# Ever cover over a window?



## Mike Finley (Apr 28, 2004)

This has never came up before, but I have a customer who has a small octogon shaped window, probably 18"x18" in size. They want to move some walls around and this window would end up being split by a new wall. They don't care about keeping the window, so moving it isn't their desire, they would rather it just go away, however they are concerned with the costs and the finishing of the exterior of the house (stucco) after it is done. This window is on the back of the house on the 2nd floor and hardly noticible from the outside.

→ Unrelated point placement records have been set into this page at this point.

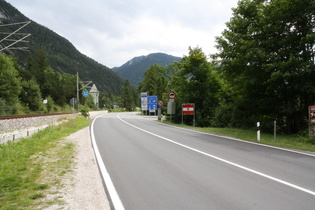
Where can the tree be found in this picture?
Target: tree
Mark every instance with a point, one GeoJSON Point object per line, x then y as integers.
{"type": "Point", "coordinates": [267, 57]}
{"type": "Point", "coordinates": [195, 82]}
{"type": "Point", "coordinates": [10, 87]}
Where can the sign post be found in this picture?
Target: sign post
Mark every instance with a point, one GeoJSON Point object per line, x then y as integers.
{"type": "Point", "coordinates": [144, 102]}
{"type": "Point", "coordinates": [160, 104]}
{"type": "Point", "coordinates": [188, 109]}
{"type": "Point", "coordinates": [152, 103]}
{"type": "Point", "coordinates": [171, 106]}
{"type": "Point", "coordinates": [311, 115]}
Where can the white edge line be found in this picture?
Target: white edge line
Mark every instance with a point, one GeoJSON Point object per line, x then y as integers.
{"type": "Point", "coordinates": [108, 181]}
{"type": "Point", "coordinates": [240, 140]}
{"type": "Point", "coordinates": [225, 161]}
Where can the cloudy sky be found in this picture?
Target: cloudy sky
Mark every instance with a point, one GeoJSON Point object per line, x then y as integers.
{"type": "Point", "coordinates": [114, 31]}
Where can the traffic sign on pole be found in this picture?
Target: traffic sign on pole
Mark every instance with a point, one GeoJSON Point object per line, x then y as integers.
{"type": "Point", "coordinates": [85, 93]}
{"type": "Point", "coordinates": [152, 103]}
{"type": "Point", "coordinates": [188, 109]}
{"type": "Point", "coordinates": [171, 95]}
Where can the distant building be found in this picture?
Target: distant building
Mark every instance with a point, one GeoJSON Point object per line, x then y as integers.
{"type": "Point", "coordinates": [95, 93]}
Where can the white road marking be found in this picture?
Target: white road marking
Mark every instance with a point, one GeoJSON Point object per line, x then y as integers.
{"type": "Point", "coordinates": [223, 160]}
{"type": "Point", "coordinates": [109, 183]}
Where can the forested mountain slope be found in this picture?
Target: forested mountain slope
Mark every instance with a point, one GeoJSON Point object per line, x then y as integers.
{"type": "Point", "coordinates": [133, 70]}
{"type": "Point", "coordinates": [62, 55]}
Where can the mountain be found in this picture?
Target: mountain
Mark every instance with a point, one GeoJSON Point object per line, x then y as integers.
{"type": "Point", "coordinates": [62, 55]}
{"type": "Point", "coordinates": [133, 70]}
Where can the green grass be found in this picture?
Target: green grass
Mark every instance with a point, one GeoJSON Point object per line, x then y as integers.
{"type": "Point", "coordinates": [32, 166]}
{"type": "Point", "coordinates": [286, 141]}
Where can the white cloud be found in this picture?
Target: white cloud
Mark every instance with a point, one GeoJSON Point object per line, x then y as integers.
{"type": "Point", "coordinates": [114, 31]}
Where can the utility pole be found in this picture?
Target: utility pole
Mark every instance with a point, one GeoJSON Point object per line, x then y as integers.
{"type": "Point", "coordinates": [78, 99]}
{"type": "Point", "coordinates": [87, 83]}
{"type": "Point", "coordinates": [11, 39]}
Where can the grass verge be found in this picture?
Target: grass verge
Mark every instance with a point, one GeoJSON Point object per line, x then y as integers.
{"type": "Point", "coordinates": [286, 141]}
{"type": "Point", "coordinates": [32, 167]}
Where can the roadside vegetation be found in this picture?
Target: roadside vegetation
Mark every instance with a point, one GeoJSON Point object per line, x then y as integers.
{"type": "Point", "coordinates": [33, 168]}
{"type": "Point", "coordinates": [292, 141]}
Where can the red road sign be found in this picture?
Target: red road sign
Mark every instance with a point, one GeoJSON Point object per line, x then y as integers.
{"type": "Point", "coordinates": [188, 108]}
{"type": "Point", "coordinates": [171, 95]}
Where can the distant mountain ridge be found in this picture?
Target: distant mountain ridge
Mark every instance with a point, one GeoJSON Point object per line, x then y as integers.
{"type": "Point", "coordinates": [62, 55]}
{"type": "Point", "coordinates": [133, 70]}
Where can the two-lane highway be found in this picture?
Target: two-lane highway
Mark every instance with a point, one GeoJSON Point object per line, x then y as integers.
{"type": "Point", "coordinates": [156, 166]}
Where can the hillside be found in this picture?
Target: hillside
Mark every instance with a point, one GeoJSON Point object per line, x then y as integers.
{"type": "Point", "coordinates": [134, 69]}
{"type": "Point", "coordinates": [62, 55]}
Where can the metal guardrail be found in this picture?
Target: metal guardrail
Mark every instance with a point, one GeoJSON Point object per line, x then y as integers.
{"type": "Point", "coordinates": [4, 138]}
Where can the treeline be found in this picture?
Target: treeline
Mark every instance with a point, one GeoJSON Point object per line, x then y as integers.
{"type": "Point", "coordinates": [37, 88]}
{"type": "Point", "coordinates": [264, 70]}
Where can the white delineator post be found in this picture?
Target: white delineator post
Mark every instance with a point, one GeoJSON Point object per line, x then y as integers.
{"type": "Point", "coordinates": [258, 131]}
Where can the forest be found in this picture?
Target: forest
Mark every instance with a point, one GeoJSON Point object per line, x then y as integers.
{"type": "Point", "coordinates": [24, 90]}
{"type": "Point", "coordinates": [264, 70]}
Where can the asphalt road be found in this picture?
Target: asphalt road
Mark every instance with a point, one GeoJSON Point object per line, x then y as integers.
{"type": "Point", "coordinates": [156, 166]}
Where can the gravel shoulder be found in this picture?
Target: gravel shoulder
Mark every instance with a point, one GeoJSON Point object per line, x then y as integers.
{"type": "Point", "coordinates": [83, 188]}
{"type": "Point", "coordinates": [88, 190]}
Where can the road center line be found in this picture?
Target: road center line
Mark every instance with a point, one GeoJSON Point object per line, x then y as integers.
{"type": "Point", "coordinates": [106, 177]}
{"type": "Point", "coordinates": [223, 160]}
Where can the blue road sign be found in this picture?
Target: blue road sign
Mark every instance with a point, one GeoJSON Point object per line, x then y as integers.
{"type": "Point", "coordinates": [85, 93]}
{"type": "Point", "coordinates": [152, 103]}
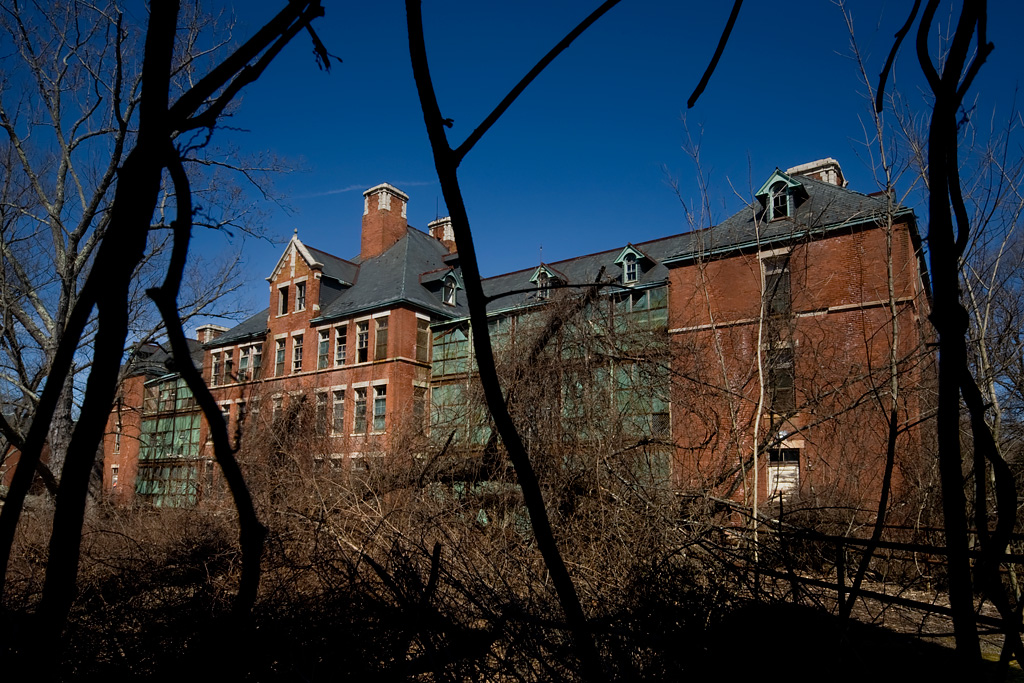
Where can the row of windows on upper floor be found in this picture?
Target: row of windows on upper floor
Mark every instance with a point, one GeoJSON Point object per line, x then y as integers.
{"type": "Point", "coordinates": [612, 317]}
{"type": "Point", "coordinates": [332, 351]}
{"type": "Point", "coordinates": [329, 418]}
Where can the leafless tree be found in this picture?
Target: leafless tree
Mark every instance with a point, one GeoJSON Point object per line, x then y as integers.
{"type": "Point", "coordinates": [136, 180]}
{"type": "Point", "coordinates": [69, 107]}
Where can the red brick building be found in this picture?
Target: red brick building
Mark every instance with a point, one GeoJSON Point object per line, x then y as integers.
{"type": "Point", "coordinates": [770, 334]}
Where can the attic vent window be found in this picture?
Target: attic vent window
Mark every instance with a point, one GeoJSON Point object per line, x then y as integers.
{"type": "Point", "coordinates": [779, 195]}
{"type": "Point", "coordinates": [630, 270]}
{"type": "Point", "coordinates": [543, 286]}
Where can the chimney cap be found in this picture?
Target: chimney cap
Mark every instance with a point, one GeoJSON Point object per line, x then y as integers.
{"type": "Point", "coordinates": [385, 186]}
{"type": "Point", "coordinates": [826, 170]}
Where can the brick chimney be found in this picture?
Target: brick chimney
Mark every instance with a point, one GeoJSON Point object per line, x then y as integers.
{"type": "Point", "coordinates": [384, 220]}
{"type": "Point", "coordinates": [207, 333]}
{"type": "Point", "coordinates": [440, 229]}
{"type": "Point", "coordinates": [825, 170]}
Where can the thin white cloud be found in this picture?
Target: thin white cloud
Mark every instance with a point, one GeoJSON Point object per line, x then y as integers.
{"type": "Point", "coordinates": [364, 186]}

They were curious if we could just cover over it on the inside, maybe spray paint the glass black before doing so, so it would just be a dark little window on the back of the house. 

Has anybody done this? Is there any code issues? I'm wondering what the inspector is going to say when he comes in and sees a new framed wall going over this little window prior to the sheet rock making it go away? :laughing:


----------



## reveivl (May 29, 2005)

Dunno what your inspector would say, but I've done the same thing before. Paint it black, insulate, VB (if necessary there?) Here if you're not changing any structure he has nothing to say about it as long as VB and insulation is up to snuff.


----------



## AtlanticWBConst (Mar 29, 2006)

If he doesn't look at it from the outside, he'll probably just think that you took the window out, framed it in, insulated, & drywalled it.


----------



## C.C.R. (May 19, 2006)

I don't think it would be an problem. It's just a decorative window. It's not like your blocking an egress point. Like reveivl said, just treat it as any other part of the exterior wall. Go for it.


----------



## genecarp (Mar 16, 2008)

i would not paint the glass, it could scratch easily, cut 1/4" plywood, paint it flat black, install , black side out, insulate, rock over , spackle before ins comes,


----------



## Michaeljp86 (Apr 10, 2007)

genecarp said:


> i would not paint the glass, it could scratch easily, cut 1/4" plywood, paint it flat black, install , black side out, insulate, rock over , spackle before ins comes,


 
I wouldnt paint the glass myself. If you wanted to pull the window out you could cover the outside with a louvered vent and just have plywood behind it. Then you wouldnt have to woory about patching the outside.


----------



## TimNJ (Sep 7, 2005)

Get rid of it. Aside from it being tacky to leave it there you open yourself up to future problems if the window frame deteriorates and starts to leak. Any good stucco guy can match up the texture to blend it in.

This reminds me of a job I did last year. I pull up to the house, two car garage, and walk to the front door. Nobody answered the door and i hear music coming out the window to the garage. I look in the window and there was a full "mother-in-law" apt. where the garge was. I'm guessing this guy built the apt. with no permits and left the garage doors up so as not to raise any suspicion.


----------



## Michaeljp86 (Apr 10, 2007)

TimNJ said:


> Get rid of it. Aside from it being tacky to leave it there you open yourself up to future problems if the window frame deteriorates and starts to leak. Any good stucco guy can match up the texture to blend it in.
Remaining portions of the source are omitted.